Anal. Chem. 1998, 70, 5062-5071
Fast-Scan Cyclic Voltammetry of Protein Films on Pyrolytic Graphite Edge Electrodes: Characteristics of Electron Exchange Judy Hirst and Fraser A. Armstrong*
Inorganic Chemistry Laboratory, South Parks Road, Oxford, OX1 3QR, England
The rapid electron-exchange characteristics of metalloproteins adsorbed at a pyrolytic graphite “edge” electrode have been studied by analog dc cyclic voltammetry at scan rates up to 3000 V s-1. The voltammetry of four proteins, azurin (a “blue” copper protein) and three 7Fe ferredoxins, reveals oxidation and reduction peaks that display only modest increases in width and peak separation as the scan rate is raised. This is indicative of a substantially homogeneous population of noninteracting centers which undergo rapid electron exchange with the electrode. Both the Butler-Volmer and Marcus models have been tested. The electrochemical kinetics, as reflected by k0 (the rate at zero overpotential), are too fast to allow the determination of reorganization energies by this method. Nonetheless, the rapid and energetically coherent nature of the electron transfer enables the cyclic oxidation and reduction of protein redox centers to be examined on a time scale sufficiently short to recognize coupled processes occurring in the millisecond time domain, which are characteristic of the protein under investigation. Two of the ferredoxins display increasingly asymmetric voltammetry as the scan rate is increased, which is attributed to the coupling of electron transfer to conformational (or orientational) changes.

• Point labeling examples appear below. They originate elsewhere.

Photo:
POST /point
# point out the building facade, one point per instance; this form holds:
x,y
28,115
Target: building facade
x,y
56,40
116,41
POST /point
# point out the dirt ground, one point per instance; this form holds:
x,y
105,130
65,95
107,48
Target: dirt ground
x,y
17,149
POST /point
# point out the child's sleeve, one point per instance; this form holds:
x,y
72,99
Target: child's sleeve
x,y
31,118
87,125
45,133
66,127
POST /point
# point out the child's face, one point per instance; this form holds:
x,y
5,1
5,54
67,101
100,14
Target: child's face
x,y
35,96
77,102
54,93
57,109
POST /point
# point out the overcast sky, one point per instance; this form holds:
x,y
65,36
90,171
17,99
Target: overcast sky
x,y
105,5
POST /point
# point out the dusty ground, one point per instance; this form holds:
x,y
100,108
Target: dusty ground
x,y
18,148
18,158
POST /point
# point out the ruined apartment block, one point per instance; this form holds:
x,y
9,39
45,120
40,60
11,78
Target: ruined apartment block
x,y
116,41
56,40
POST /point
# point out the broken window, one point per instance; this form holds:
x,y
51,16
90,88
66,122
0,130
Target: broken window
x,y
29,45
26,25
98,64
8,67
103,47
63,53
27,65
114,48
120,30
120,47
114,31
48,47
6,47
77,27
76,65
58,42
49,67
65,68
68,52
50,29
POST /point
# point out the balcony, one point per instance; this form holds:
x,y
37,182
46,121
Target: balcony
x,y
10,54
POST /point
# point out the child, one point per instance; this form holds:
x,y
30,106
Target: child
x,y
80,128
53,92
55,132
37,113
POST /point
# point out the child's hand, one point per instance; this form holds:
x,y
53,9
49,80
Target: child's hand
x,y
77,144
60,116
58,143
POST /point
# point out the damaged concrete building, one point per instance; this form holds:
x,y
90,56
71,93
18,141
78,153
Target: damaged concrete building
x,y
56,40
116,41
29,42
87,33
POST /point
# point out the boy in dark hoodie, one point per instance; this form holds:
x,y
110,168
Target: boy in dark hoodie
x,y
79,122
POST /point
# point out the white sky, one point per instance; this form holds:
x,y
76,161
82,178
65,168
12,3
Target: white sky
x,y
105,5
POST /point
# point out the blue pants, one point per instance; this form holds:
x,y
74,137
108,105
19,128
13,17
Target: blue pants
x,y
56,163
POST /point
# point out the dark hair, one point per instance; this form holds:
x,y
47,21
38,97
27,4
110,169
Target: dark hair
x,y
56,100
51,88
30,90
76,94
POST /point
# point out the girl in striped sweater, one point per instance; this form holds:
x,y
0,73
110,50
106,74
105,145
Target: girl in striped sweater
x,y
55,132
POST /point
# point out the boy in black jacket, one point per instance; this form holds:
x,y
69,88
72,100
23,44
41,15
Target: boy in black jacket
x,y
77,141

For azurin, the use of higher electrolyte concentrations enables studies to be made at scan rates up to 3000 V s-1, from which a standard electron-transfer rate constant in the region of 5000 s-1 is obtained. At these high scan rates, azurin still shows very symmetrical voltammograms but with peak shapes displaying a more gradual decrease in current, at increasing overpotential, than is predicted using realistic values of the reorganization energy. The ability to measure even faster rate constants and access coupled reactions occurring in shorter time domains is likely to be limited by complex processes occurring on the graphite surface. Protein film voltammetry1 affords new, and as-yet largely unexploited, opportunities for the detailed study of electron transfer and coupled reactions in proteins. The principle is that the protein sample under investigation is confined to the electrode surface, ideally as a homogeneous population of noninteracting molecules at monolayer coverage or less, retaining full biological (1) Armstrong, F. A.; Heering, H. A.; Hirst, J. Chem. Soc. Rev. 1997, 26, 169179.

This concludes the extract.